A hard lesson on home-schooled kids in America and why some aren’t learning as they should be


Home schooling: Basic safeguards for kids

About 50 million American kids head to public schools every weekday. Another 5 million go to private schools. Nearly 2 million students are home-schooled. In some ways, home schooling is old schooling: It’s the only way most Americans were educated until public school attendance became mandatory in the early 1900s. Homeschooling had a resurgence in the 1960s in response to desegregation, social upheaval and the end of school prayer. Today a majority of parents who home school say their reasons include concern about the environment in schools and a desire to provide religious instruction. Home schooling has been legal in all 50 states for the last quarter-century. But that doesn’t mean it’s highly regulated. A majority of states require parents to notify their school district every year that they’re home schooling. There are 11 states, including Texas and New Jersey, that don’t require any notification.
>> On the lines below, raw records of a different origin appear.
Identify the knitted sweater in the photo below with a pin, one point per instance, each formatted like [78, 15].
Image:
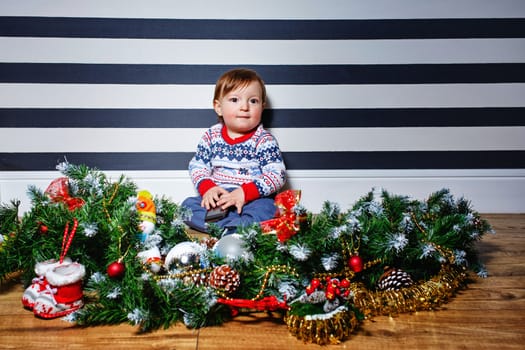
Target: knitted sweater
[252, 161]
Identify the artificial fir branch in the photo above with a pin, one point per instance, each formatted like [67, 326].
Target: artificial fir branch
[385, 230]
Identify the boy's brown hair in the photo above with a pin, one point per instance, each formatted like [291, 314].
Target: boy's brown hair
[236, 78]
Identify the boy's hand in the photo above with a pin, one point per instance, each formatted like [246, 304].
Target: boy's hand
[234, 198]
[212, 196]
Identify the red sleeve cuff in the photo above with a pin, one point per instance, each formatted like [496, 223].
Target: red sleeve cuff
[205, 185]
[250, 191]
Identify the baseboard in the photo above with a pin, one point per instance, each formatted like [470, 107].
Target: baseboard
[489, 191]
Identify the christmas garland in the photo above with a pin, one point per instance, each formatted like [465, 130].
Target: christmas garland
[323, 273]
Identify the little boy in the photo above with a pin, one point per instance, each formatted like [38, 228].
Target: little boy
[238, 166]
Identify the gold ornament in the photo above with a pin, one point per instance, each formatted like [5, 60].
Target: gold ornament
[330, 328]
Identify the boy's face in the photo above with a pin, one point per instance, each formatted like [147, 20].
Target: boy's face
[241, 109]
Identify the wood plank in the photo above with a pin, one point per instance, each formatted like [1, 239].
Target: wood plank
[488, 314]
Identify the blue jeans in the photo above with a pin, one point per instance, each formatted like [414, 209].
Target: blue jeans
[253, 212]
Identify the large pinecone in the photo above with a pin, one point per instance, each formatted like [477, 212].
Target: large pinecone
[225, 279]
[394, 279]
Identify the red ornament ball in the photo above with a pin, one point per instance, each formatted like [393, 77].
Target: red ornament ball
[116, 269]
[42, 228]
[356, 263]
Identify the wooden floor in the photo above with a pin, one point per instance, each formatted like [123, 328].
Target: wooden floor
[489, 314]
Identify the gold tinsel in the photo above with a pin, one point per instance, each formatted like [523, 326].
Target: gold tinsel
[324, 328]
[425, 295]
[337, 326]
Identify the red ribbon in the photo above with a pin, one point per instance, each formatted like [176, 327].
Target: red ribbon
[265, 304]
[58, 191]
[286, 223]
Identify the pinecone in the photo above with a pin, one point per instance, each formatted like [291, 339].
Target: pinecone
[394, 279]
[225, 279]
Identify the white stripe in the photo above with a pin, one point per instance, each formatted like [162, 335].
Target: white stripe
[267, 52]
[280, 96]
[296, 139]
[232, 9]
[489, 190]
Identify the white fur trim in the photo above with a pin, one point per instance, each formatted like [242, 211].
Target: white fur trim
[65, 274]
[42, 267]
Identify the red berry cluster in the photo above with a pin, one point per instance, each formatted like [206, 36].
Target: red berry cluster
[332, 288]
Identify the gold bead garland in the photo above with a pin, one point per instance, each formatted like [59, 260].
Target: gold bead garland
[269, 271]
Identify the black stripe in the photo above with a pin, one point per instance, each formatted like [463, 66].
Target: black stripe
[294, 160]
[272, 118]
[262, 29]
[278, 74]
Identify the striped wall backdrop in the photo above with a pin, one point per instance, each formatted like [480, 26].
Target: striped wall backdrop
[410, 95]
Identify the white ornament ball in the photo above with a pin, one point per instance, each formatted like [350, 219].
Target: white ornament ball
[232, 247]
[184, 256]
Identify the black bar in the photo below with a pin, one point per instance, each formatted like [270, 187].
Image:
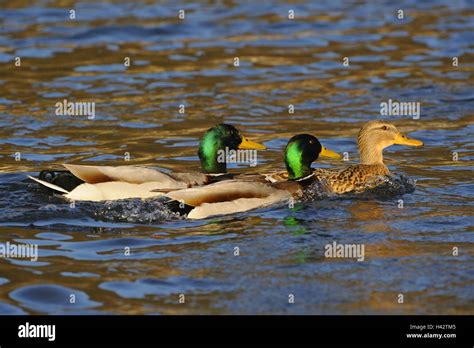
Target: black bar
[288, 330]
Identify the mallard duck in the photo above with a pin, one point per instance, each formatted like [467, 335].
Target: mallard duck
[233, 196]
[101, 183]
[373, 138]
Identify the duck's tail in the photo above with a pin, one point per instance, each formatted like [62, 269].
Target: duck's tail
[49, 185]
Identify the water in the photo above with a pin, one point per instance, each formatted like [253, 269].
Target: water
[82, 250]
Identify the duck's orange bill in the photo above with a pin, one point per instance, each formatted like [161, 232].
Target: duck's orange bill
[402, 139]
[325, 152]
[251, 145]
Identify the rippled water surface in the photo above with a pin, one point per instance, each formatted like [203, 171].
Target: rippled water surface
[408, 250]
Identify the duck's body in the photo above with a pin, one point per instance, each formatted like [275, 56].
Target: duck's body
[239, 195]
[100, 183]
[373, 138]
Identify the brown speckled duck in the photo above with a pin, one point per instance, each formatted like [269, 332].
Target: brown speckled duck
[373, 138]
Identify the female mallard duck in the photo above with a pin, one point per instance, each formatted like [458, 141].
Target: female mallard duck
[373, 138]
[233, 196]
[100, 183]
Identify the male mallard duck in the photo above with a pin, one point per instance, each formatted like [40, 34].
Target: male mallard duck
[100, 183]
[373, 138]
[233, 196]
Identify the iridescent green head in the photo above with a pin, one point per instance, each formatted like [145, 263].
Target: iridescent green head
[301, 151]
[218, 138]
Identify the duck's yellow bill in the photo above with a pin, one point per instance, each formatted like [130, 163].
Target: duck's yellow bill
[329, 154]
[251, 145]
[402, 139]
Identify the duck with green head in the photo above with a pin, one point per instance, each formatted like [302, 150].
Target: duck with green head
[102, 183]
[233, 196]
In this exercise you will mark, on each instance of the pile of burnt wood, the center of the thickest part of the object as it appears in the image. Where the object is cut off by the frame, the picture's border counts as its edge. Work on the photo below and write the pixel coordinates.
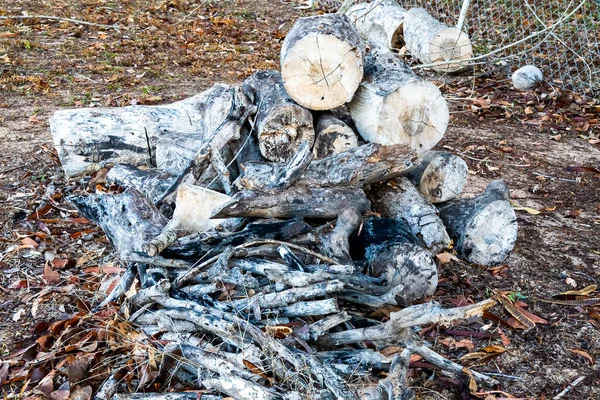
(265, 221)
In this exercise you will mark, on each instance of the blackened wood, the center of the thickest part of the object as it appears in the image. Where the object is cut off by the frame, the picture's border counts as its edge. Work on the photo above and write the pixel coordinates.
(440, 177)
(362, 165)
(335, 244)
(484, 228)
(294, 202)
(197, 245)
(128, 219)
(375, 231)
(281, 124)
(151, 183)
(399, 199)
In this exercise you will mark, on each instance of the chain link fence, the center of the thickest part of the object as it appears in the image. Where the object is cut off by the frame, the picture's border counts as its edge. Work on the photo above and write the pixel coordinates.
(561, 37)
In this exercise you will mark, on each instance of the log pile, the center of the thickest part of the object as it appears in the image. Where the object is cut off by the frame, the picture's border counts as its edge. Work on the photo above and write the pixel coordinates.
(264, 222)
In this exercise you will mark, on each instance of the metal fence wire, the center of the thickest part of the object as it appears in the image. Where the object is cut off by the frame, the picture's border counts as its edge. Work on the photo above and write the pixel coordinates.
(561, 37)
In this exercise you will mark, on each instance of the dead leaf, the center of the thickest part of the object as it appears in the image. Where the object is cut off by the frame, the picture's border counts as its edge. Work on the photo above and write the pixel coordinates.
(17, 315)
(583, 354)
(51, 277)
(452, 344)
(3, 371)
(571, 282)
(581, 292)
(583, 169)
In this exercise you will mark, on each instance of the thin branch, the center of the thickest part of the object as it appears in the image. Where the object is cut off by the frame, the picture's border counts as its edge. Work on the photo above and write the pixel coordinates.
(62, 19)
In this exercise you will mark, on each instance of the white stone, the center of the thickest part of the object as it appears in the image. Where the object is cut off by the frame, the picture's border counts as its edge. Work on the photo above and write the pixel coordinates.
(527, 77)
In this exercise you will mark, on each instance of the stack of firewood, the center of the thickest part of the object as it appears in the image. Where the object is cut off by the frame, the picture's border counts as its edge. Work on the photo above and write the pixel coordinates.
(265, 220)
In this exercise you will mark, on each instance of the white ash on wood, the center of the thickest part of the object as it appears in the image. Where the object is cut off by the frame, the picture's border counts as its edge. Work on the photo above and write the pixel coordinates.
(332, 136)
(281, 124)
(484, 228)
(322, 61)
(400, 199)
(393, 105)
(440, 176)
(389, 14)
(433, 42)
(90, 138)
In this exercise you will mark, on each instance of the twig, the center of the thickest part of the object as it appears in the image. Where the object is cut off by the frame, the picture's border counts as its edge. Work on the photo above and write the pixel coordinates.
(63, 19)
(568, 388)
(191, 12)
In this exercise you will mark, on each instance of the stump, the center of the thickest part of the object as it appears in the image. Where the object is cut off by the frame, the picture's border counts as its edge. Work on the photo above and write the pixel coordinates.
(484, 228)
(433, 42)
(322, 61)
(281, 124)
(393, 105)
(440, 176)
(389, 14)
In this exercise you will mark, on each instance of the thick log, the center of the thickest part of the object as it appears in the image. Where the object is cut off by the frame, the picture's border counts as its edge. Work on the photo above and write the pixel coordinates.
(281, 124)
(322, 61)
(409, 270)
(433, 42)
(193, 208)
(174, 152)
(360, 166)
(389, 14)
(399, 199)
(393, 105)
(128, 219)
(197, 245)
(332, 136)
(297, 201)
(90, 138)
(236, 116)
(151, 183)
(440, 176)
(484, 228)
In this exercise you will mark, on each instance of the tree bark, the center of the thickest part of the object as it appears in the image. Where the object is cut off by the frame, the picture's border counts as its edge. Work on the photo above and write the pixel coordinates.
(322, 61)
(151, 183)
(193, 208)
(389, 14)
(128, 219)
(281, 124)
(333, 136)
(440, 176)
(296, 201)
(393, 105)
(484, 228)
(90, 138)
(431, 41)
(360, 166)
(400, 199)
Nine states, including Florida, ask parents to report their home schooling intentions just once. And in all but two states — Arkansas and Pennsylvania — parents’ criminal histories can’t be used to prevent them from home schooling. And when it comes to knowing whether home-schooled kids are getting a decent education, there is even less oversight. Twenty-eight states don’t require parents to submit tests or assessments. Most states have no minimum education requirement for parents who home school. This lack of oversight has led critics to say some home-schooled students are not receiving a basic education.